Keep iin mind kids out grow bikes much faster than they can wear them out. Check Craig's List. I got my daugher a mint condition Trek MT220 for $125. She will likely ride it for two years and then I will upgrade her to something a little bigger. The Trek will hold it's value as it is...a good bike.


----------



## Touch0Gray (May 29, 2003)

Trek actually has a trade in program on kids bikes, were you aware of that?


----------



## Tommy Walker (Aug 14, 2009)

Touch0Gray said:


> Trek actually has a trade in program on kids bikes, were you aware of that?


Does Trek make good kids bikes?


----------



## Touch0Gray (May 29, 2003)

hey, up to 50% of your purchase price back credited to the new purchase adds to the QUALITY

and I like Trek


----------



## Camilo (Jun 23, 2007)

I was lucky to have two girls, about the same size (for their respective ages) about 3 years apart. Our typical cycle was:

Buy a nice clean used kids bike at the bike swap - or have it given or sold to us cheap by a friend or acquaintance.

Older girl rides it for a couple of years, repeat above for her "new" bike.

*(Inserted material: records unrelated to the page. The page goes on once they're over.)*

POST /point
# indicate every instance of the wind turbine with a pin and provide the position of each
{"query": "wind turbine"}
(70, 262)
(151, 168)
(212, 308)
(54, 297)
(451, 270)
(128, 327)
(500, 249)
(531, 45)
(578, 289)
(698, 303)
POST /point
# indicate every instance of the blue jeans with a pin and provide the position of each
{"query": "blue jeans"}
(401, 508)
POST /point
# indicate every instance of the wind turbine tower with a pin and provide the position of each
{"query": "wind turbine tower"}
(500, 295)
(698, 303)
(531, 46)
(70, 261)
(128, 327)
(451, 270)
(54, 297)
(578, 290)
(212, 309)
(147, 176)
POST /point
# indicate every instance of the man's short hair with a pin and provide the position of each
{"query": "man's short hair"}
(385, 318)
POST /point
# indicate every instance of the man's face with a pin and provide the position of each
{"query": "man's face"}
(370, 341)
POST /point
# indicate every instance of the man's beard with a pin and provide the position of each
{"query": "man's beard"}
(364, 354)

Younger girl inherits the bike at that point or maybe the next summer. Repeat cycle.

Sell the still perfectly functioning, still very clean, bike for a very low price at the spring club bike swap or, more likely, just give it to a friend with younger kids. 

I still adhere to the philosophy I mentioned above: color and size are far more important to a kid than anything that we as parents would identify as "quality". This is assuming the bike works well, from pedaling to brakes. But working well isn't a very high standard for any bike to meet or exceed.

I've never met a kid that age who would choose a "quality" LBS bike over any old bike from Walmart or a bike swap that was painted with a color they liked.

Case in point my own experience: I, and most of my buddies had heavy, typical cruiser type bikes in the 60's: red frame, chrome fenders, fake gas tank type styling, maybe two speed bendix hub shifting, coaster brakes, etc. We loved those bikes and rode everywhere, every day. We had absolutely no respect or desire for the poor rich kid who had the (relatively) lightweight, army green Raleigh with hand brakes and a 3 speed internal hub. No doubt that Raleigh was much higher quality, worked better, and lasted longer. But all that was meaningless to us. Undermining my color theory, we probably wouldn't have liked it even if it were red! It was just not cool.

That's what kids like, just like us: colorful, shiny bikes. That's what motivates them to ride.


----------



## exracer (Jun 6, 2005)

> bike recommendations for a 6-7 year old


Moots custom titanium. 
Well, you asked.


----------



## stoked (Aug 6, 2004)

OP: Marin makes good light Al frame bikes for kids. Don't buy a steel X-mart bike. I was in toys r us last night and lifted a 16" wheel bike for 3-6 year olds and it weighed more than my MTB.


----------



## Cheerios (Sep 10, 2011)

Specialized Hotrocks SS
1. Convert the princess bike into strider bike. Free. And let her help wrench.
2. I.m on kid#5 now learning on smaller striders. First 20inch wheel bike is hands down the Specialized Hotrocks singlespeed/coaster brake version. Light weight aluminum frame for hills, and simple maintenance.
3. Might work a deal if you buy yourself a new bike too.


----------